Louise Brooks was an original: a girl from small-town Kansas who became an international screen idol. She was a trendsetter in the roaring 20’s, a natural, unaffected actress and dancer whose sensual looks and light-hearted screen presence gave definition to that carefree time.
At a very early age, Louise made her way to New York. In rapid succession, she appeared as a chorus girl in George White’s Scandals and a featured dancer in The Ziegfeld Follies. Discovered on the stage, she made her screen debut in 1924. Her unique presence made people take notice and a Hollywood star was born. She did not remain a darling of the silver screen for long. Four years and fourteen films after her first role, Louise Brooks turned her back on Hollywood.

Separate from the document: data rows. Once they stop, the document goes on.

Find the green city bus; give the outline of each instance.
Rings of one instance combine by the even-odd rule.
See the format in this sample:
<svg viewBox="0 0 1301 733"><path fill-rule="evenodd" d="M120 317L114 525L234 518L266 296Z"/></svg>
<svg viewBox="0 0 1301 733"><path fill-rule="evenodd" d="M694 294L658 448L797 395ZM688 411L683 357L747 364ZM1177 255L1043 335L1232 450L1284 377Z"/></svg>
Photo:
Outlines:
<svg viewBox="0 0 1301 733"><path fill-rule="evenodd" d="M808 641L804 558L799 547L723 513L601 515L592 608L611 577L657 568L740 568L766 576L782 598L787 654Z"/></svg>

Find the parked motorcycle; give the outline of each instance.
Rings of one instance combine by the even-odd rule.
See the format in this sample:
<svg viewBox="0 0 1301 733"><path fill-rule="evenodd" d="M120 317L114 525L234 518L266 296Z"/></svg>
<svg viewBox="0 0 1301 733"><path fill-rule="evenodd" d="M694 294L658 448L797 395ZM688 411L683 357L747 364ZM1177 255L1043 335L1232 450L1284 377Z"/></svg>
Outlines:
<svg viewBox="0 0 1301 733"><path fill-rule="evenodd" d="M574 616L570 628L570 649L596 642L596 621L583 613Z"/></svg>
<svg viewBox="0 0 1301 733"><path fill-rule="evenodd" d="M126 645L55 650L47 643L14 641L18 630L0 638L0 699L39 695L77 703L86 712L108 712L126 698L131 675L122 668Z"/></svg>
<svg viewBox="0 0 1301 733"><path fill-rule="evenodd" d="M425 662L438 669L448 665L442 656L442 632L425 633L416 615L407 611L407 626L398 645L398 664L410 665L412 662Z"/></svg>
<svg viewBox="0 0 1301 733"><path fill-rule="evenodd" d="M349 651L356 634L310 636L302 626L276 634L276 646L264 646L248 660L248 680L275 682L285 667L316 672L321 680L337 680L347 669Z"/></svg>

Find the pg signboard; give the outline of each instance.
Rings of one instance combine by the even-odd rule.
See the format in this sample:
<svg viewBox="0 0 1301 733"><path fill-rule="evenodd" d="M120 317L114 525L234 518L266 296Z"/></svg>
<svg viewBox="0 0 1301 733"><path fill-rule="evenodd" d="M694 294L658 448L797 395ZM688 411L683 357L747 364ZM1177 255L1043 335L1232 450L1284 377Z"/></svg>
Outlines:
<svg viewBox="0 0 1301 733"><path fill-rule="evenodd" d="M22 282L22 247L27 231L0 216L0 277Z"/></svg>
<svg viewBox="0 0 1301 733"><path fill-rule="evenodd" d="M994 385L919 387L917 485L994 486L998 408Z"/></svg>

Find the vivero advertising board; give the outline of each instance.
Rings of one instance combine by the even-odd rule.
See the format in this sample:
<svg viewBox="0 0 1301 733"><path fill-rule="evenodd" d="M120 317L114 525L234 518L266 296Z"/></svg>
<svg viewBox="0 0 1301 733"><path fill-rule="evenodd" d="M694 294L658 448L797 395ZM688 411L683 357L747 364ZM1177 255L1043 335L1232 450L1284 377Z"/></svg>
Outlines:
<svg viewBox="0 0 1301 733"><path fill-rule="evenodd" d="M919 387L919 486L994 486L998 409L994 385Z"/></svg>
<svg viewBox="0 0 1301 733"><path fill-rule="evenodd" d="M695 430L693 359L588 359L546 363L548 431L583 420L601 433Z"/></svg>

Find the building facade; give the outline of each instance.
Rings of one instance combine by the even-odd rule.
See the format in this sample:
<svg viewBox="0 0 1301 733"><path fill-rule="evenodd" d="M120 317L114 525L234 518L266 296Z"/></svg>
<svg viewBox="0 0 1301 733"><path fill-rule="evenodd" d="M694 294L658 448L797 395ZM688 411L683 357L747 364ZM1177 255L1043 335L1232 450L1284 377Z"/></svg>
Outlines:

With biting wit and ruthless honesty, Louise Brooks lived life on her own terms. The more one delves into her life, the more complex and mysterious she becomes. She gave up fame and fortune to live the life of a nomadic artist. Louise was a living contradiction.
Today Brooks is more popular than ever, the most popular silent movie star on the Internet. Her life story is full of twists. Now she is the subject of a new documentary film, executive produced by Hugh M. Hefner and Turner Classic Movies. This hour long retrospective is narrated by Shirley MacLaine and includes interviews with Roddy McDowall and Dana Delany. Also featured are remembrances from friends, relatives and colleagues of Brooks including Francis Lederer, David Diamond, Adolph Green, Kaye MacRae, John Springer, Bill Klein, sister-in law Margaret Brooks and niece Rosanna Brooks. Senior Curator of the George Eastman House, Dr. Paolo Cherchi-Usai provides expert commentary. Of special note is a previously unseen-filmed interview with Louise Brooks herself, which was shot in 1976.
In today’s world, Louise Brooks would be revered for her honesty and integrity and as a symbol of feminine strength in the male dominated business of film. Louise was ahead of her time and too young to realize it.